Así, también interpela y duele el corazón contemplar a hombres adultos llorar en soledad, creyéndose basura, incapaces de encontrar una llave para liberarse del dolor propio y el que han causado. Sus cuerpos doblados; su piel gris y su mirada lúgubre dan cuenta de la peor celda que los encierra: su auto condena y desprecio, siendo capaces de evaluar la muerte como alternativa de alivio. Están ciegos al amor de Dios, a la bondad esencial que habita en su corazón y se flagelan sin piedad, recargando la condena eral.
A nivel personal
Ambas realidades conviven en la cárcel de Santiago con muchas más que no he podido conocer ni dimensionar; escapan a mis límites y capacidad psicológica y espiritual. Sin embargo, ya con los 30 internos, se me ha dado mucho para reflexionar.
Lo primero es el cuidado tan exigente de nuestro espacio interior, ya que, si bien nosotros estamos libres y sin una condena que nos limite, también muchas veces nos podemos sentir como Judas, incapaces de sostener la mirada amorosa de Dios sobre nosotros, y vivimos apresados en la culpa, el sufrimiento, la soledad, la desesperanza y el auto desprecio. Nos encerramos en “pilotos automáticos” de emociones desproporcionadas, que no son otra cosa que distorsiones mentales que se gestaron en las heridas de nuestra infancia y que debemos convertir.
Liberarnos de nuestras cadenas
El desafío es que podamos liberarnos de nuestras cadenas; sentir que somos amables y vistos como Pedro por el Señor y ser testimonios vivos de su amor, paz y fraternidad, evangelizando con la buena noticia en todas partes.
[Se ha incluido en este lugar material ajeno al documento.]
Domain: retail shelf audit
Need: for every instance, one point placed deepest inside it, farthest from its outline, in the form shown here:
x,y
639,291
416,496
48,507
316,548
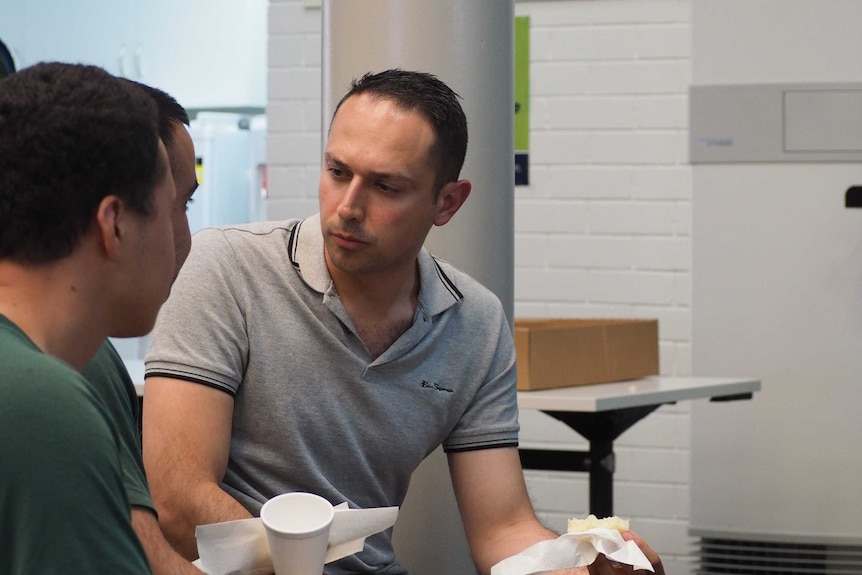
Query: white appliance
x,y
230,156
777,285
231,162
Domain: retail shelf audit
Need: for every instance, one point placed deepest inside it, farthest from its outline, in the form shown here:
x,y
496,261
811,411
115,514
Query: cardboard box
x,y
565,352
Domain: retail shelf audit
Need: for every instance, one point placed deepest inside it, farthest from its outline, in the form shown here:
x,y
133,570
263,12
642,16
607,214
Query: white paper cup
x,y
297,528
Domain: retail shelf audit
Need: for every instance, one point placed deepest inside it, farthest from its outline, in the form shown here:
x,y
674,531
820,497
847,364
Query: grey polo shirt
x,y
254,313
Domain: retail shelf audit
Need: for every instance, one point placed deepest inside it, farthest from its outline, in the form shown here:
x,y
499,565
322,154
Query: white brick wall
x,y
603,229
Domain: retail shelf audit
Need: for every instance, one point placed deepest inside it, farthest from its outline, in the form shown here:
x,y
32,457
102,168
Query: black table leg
x,y
600,429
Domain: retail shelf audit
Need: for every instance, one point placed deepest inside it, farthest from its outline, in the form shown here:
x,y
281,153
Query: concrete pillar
x,y
469,45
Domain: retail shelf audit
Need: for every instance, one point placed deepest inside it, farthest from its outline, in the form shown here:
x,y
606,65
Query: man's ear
x,y
109,225
451,198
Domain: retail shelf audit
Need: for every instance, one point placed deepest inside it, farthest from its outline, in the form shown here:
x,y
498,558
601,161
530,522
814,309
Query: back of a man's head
x,y
70,135
431,98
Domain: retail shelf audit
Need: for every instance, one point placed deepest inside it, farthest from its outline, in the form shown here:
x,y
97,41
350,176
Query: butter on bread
x,y
592,522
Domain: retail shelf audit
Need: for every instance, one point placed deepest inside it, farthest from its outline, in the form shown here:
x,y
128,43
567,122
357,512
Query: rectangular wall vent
x,y
730,556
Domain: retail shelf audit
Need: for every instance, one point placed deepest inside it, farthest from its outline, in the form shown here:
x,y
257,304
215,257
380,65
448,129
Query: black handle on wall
x,y
853,197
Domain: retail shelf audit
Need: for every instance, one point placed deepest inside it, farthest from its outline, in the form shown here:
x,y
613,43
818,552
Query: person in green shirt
x,y
107,373
86,252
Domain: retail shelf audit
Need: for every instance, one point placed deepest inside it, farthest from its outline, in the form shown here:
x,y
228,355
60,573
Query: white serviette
x,y
576,549
241,547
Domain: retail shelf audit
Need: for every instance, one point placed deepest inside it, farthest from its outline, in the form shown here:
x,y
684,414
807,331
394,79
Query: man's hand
x,y
604,566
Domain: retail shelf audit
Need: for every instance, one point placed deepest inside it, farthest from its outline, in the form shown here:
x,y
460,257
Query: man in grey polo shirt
x,y
333,354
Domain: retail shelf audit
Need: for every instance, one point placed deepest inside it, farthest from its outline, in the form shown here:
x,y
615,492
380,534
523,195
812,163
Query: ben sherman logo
x,y
436,387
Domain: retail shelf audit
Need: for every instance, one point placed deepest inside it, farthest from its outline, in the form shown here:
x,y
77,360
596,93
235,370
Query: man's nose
x,y
352,204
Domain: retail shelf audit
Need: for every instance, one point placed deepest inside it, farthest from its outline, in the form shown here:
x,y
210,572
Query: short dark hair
x,y
171,113
431,98
70,135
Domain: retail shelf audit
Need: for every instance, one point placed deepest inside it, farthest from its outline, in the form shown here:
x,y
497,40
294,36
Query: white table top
x,y
652,390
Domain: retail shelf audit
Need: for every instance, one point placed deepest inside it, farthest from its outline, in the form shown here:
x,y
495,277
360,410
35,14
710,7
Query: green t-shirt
x,y
110,380
63,508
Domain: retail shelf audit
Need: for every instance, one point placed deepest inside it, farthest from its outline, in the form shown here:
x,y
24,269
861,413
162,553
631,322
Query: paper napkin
x,y
576,549
241,547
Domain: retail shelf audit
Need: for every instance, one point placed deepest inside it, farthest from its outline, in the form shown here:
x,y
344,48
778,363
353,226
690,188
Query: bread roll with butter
x,y
592,522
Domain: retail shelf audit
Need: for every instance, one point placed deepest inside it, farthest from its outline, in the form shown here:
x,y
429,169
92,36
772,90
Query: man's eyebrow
x,y
389,176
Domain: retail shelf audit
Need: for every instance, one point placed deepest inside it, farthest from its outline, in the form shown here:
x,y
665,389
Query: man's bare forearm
x,y
164,560
202,505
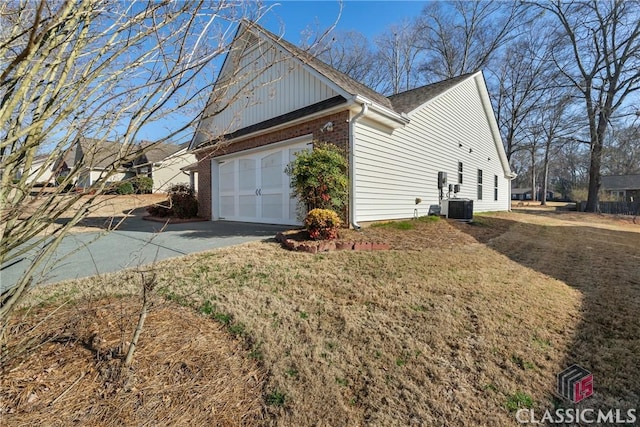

Dios nos quiere con vida, libres y plenos, sin importar dónde y cómo esté nuestro cuerpo. Él siempre nos mira con misericordia, nos conoce, nos ama, nos alienta, nos perdona y, si creemos en Él, es capaz de sacar lo mejor de lo peor que podamos hacer o experimentar. Finalmente, mirar o no a Dios y dejarnos transformar en Pedros, liberándonos del peso de Judas, es parte de nuestra responsabilidad y disciplina personal.